IS&T Int Symp Electron Imaging. 2021;33. doi: 10.2352/issn.2470-1173.2021.11.hvei-112.
Radiologists and pathologists frequently make highly consequential perceptual decisions. For example, visually searching for a tumor and recognizing whether it is malignant can have a life-changing impact on a patient. Unfortunately, all human perceivers-even radiologists-have perceptual biases. Because human perceivers (medical doctors) will, for the foreseeable future, be the final judges of whether a tumor is malignant, understanding and mitigating human perceptual biases is important. While there has been research on perceptual biases in medical image perception tasks, the stimuli used for these studies were highly artificial and often critiqued. Realistic stimuli have not been used because it has not been possible to generate or control them for psychophysical experiments. Here, we propose to use Generative Adversarial Networks (GAN) to create vivid and realistic medical image stimuli that can be used in psychophysical and computer vision studies of medical image perception. Our model can generate tumor-like stimuli with specified shapes and realistic textures in a controlled manner. Various experiments showed the authenticity of our GAN-generated stimuli and the controllability of our model.

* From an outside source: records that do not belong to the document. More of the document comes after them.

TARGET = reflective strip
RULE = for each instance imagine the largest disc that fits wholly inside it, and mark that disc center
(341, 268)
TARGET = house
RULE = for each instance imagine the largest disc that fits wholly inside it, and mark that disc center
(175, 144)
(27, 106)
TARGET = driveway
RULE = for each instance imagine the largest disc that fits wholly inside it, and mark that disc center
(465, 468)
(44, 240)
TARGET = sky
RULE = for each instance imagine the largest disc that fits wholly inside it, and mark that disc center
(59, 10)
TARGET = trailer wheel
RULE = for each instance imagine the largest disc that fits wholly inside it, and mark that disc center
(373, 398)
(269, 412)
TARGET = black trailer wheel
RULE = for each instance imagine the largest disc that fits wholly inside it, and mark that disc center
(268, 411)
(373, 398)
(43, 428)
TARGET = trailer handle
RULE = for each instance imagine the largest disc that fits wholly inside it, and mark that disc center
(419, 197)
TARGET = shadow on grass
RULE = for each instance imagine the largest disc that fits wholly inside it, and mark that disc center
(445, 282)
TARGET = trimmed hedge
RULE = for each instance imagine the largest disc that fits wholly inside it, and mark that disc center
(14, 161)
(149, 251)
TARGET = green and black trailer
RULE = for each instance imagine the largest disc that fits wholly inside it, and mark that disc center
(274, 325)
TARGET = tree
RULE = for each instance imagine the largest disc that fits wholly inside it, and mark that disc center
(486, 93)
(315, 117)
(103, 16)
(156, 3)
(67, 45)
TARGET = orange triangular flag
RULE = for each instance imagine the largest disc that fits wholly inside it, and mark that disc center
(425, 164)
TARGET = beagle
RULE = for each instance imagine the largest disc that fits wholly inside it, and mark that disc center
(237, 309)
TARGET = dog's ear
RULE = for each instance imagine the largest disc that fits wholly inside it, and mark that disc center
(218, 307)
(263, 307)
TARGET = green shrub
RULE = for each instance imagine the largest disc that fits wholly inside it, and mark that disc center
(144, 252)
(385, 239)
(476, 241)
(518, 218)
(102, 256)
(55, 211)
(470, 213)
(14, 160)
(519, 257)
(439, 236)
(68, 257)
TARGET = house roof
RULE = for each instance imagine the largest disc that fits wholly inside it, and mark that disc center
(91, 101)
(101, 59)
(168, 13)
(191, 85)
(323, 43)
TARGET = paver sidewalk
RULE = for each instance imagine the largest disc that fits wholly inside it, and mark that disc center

放射科医生和病理学家经常做出具有重大影响的感知决策。例如,通过视觉搜索肿瘤并识别其是否为恶性,可能会对患者的生活产生改变。不幸的是,所有人类感知者——甚至是放射科医生——都存在感知偏差。由于在可预见的未来,人类感知者(医生)将最终判断肿瘤是否为恶性,因此理解和减轻人类感知偏差非常重要。虽然已经有关于医学图像感知任务中感知偏差的研究,但这些研究使用的刺激非常人工化,且经常受到批评。尚未使用真实的刺激,因为无法为心理物理学实验生成或控制它们。在这里,我们建议使用生成对抗网络(GAN)来创建生动逼真的医学图像刺激,可用于医学图像感知的心理物理学和计算机视觉研究。我们的模型可以以可控的方式生成具有特定形状和逼真纹理的肿瘤样刺激。各种实验证明了我们的GAN生成刺激的真实性和模型的可控性。